Detective Yaguchi's expression didn't change. He simply tilted his head, studying me the way you might study a puzzle piece that doesn't quite fit where you expected.
Then he smiled.
Not warmly. Not coldly either. Just… knowingly.
"Incriminate," he repeated, as if tasting the word. "That's an interesting choice of phrasing, Yoshi Taka. I never said anyone here was guilty of anything."
My stomach dropped.
He leaned back in his chair, crossing his arms. "But since you're so eager to move things along, let me ask you this: when was the last time you saw Alison Wedding?"
The question landed like a stone in still water.
I felt Hiro's eyes on me. Masato's too.
"Last night," I said. "At the park."
"And how did she seem to you?"
"Upset."
"About what?"
I hesitated. The promise we'd made—it wasn't illegal. It wasn't even suspicious. But something about saying it aloud, here, in this room, felt like handing him a weapon I didn't fully understand.
"She was worried about her family," I said carefully. "About expectations."
Detective Yaguchi nodded slowly, as if I'd just confirmed something he already knew.
"And did she mention anything else? Any plans? Anyone she was afraid of?"
"No."
"Nothing at all?"
"Nothing that seemed relevant."
His eyes sharpened behind those glasses. "Relevant to what, exactly?"
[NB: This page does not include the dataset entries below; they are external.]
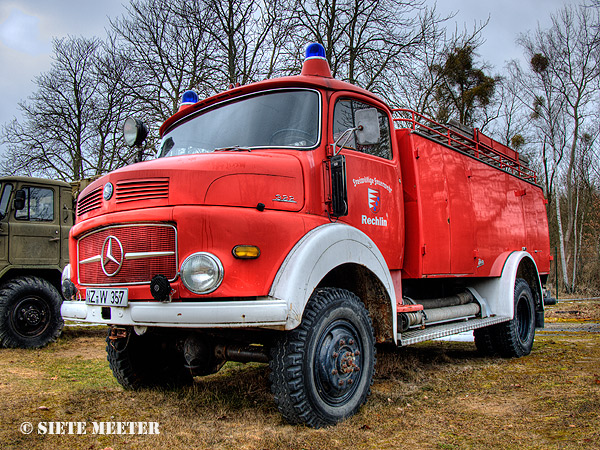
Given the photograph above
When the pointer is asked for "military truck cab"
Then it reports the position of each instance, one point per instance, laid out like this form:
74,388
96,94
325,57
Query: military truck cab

I realized my mistake immediately. I'd assumed context—assumed this was about something specific. And in doing so, I'd revealed that I believed there was something to be relevant to.
The detective saw it too. I could tell by the way his pen tapped once against his notepad.
"Yoshi Taka," he said quietly, "Alison Wedding didn't come home last night."
The air left the room, along with my soul.